Наконец, люди на плоту стали подтягиваться к борту. Через несколько мгновений сильные руки подхватили пострадавших. Осторожно их подняли на палубу.

Оказавшись на борту, спасенные начали безудержно смеяться, щупали палубу, надстройки. Чувствовалось, что люди перенесли огромное нервное потрясение. Яхтсменов сразу осмотрел врач, их отогрели, накормили. Члены экипажа «Черняховска» поделились со спасенными одеждой.

Теплоход доставил яхтсменов в порт Санта-Крус-де-Тенерифе на Канарских островах. Здесь их передали французскому консулу. На прощание Клод, Даниэль и Антуан от всего сердца благодарили своих спасителей.

Советское судно продолжило рейс, и в порт назначения «Черняховск» прибыл в назначенное время.

Французские яхтсмены в знак благодарности за спасение назвали свою новую яхту добрым русским словом «Спасибо».

Экипаж этой яхты пришел в Ленинград, чтобы встретиться с советскими моряками, познакомиться с городом, где живут люди, ставшие им близкими. Даниэль Врио показал мне кипу французских газет и журналов, в которых были публикации об их спасении.

– Когда мы остались на плоту в бушующем океане,– сказал он,– то видели, как стороной проходили суда. На наши сигналы они не реагировали. Но вот появилось еще одно судно. В отчаянии Клод выпустил последние ракеты. Их-то и заметили советские моряки.

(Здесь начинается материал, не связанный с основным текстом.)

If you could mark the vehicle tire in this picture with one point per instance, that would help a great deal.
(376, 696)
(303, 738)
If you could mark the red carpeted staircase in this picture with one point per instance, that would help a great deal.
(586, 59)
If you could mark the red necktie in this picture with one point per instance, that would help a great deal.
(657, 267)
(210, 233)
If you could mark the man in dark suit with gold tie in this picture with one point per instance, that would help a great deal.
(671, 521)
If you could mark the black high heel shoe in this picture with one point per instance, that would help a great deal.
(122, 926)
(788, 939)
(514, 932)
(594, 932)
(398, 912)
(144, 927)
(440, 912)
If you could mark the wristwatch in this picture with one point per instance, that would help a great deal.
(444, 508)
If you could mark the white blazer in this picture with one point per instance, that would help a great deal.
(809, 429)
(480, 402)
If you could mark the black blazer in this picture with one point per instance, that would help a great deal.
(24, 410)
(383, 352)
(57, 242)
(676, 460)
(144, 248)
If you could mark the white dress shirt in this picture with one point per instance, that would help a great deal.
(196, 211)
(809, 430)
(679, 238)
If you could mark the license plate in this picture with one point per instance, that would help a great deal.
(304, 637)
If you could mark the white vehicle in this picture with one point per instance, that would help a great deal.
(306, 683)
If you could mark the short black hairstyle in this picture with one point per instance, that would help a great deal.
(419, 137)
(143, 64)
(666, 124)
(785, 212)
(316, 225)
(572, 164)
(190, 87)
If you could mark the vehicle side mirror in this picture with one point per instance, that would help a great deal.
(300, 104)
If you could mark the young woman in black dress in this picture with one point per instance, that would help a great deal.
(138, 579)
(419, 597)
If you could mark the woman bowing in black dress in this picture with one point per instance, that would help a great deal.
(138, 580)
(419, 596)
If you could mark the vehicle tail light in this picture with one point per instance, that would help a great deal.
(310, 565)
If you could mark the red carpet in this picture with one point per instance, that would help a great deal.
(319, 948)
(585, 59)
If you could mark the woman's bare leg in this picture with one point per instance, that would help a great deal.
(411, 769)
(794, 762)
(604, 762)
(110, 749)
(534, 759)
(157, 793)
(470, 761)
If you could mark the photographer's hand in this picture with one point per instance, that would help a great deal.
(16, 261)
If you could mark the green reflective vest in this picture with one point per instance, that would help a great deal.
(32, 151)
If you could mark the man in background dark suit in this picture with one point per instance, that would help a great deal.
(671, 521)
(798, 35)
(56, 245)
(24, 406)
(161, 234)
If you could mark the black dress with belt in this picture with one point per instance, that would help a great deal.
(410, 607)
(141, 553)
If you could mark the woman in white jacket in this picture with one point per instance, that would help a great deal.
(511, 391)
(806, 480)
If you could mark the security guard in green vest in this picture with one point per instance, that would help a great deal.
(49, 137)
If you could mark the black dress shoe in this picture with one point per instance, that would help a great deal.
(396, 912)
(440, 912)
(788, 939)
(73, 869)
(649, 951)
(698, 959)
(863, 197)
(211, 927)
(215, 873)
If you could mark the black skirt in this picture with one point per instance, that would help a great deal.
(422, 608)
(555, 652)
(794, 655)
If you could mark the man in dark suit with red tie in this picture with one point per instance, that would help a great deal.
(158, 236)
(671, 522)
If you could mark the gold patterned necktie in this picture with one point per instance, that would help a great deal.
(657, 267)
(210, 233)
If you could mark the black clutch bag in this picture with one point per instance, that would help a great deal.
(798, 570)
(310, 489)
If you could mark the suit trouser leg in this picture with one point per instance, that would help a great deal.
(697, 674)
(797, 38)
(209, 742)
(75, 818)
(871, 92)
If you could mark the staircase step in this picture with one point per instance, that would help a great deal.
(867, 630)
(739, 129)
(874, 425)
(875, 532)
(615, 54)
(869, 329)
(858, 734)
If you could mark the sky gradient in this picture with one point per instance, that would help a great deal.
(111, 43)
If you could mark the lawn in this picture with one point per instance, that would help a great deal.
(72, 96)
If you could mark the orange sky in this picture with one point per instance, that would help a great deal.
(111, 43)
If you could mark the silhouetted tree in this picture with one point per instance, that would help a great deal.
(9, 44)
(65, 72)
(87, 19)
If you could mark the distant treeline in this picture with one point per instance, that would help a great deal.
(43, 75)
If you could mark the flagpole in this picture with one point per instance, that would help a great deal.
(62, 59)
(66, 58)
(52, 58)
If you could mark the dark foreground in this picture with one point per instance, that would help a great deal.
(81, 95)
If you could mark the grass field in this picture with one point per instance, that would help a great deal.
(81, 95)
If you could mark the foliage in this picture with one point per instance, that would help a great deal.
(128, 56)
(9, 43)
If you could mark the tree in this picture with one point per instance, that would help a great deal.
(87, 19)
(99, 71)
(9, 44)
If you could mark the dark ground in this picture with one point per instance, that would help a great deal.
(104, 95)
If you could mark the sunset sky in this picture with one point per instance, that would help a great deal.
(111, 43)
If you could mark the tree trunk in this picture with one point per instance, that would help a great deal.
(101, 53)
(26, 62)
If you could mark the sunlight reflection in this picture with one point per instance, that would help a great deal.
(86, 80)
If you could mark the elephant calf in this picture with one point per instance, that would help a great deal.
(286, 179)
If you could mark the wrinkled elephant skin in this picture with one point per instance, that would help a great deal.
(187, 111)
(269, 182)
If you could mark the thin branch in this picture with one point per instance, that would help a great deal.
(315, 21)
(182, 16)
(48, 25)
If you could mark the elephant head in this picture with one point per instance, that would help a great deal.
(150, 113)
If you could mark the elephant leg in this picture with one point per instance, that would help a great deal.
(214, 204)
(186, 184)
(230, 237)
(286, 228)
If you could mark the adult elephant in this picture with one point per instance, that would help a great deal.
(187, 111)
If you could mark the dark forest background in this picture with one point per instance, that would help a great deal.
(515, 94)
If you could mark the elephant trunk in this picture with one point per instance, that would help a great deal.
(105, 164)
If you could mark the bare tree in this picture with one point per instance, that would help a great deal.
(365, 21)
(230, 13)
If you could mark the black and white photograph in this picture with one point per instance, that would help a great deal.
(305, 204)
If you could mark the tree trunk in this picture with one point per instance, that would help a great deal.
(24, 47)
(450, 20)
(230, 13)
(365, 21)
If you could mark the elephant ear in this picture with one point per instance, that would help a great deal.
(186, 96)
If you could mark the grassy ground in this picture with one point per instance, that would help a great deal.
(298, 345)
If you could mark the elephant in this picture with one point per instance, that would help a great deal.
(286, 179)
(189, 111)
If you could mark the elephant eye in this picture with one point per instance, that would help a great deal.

...И вот третья встреча. Яхта «Спасибо» и «Черняховск» случайно встретились в бразильском порту Сантус. Клод Брио рассказал нашим морякам, что его часто спрашивают, почему столь необычно названа яхта, а он в ответ обязательно говорит о мужестве и благородстве членов экипажа «Черняховска». Недолгой была недавняя встреча в Сантусе, но она доставила много радости и спасенным и спасателям. А на прощание на мачте яхты «Спасибо» взвились рядом французский и советский флаги.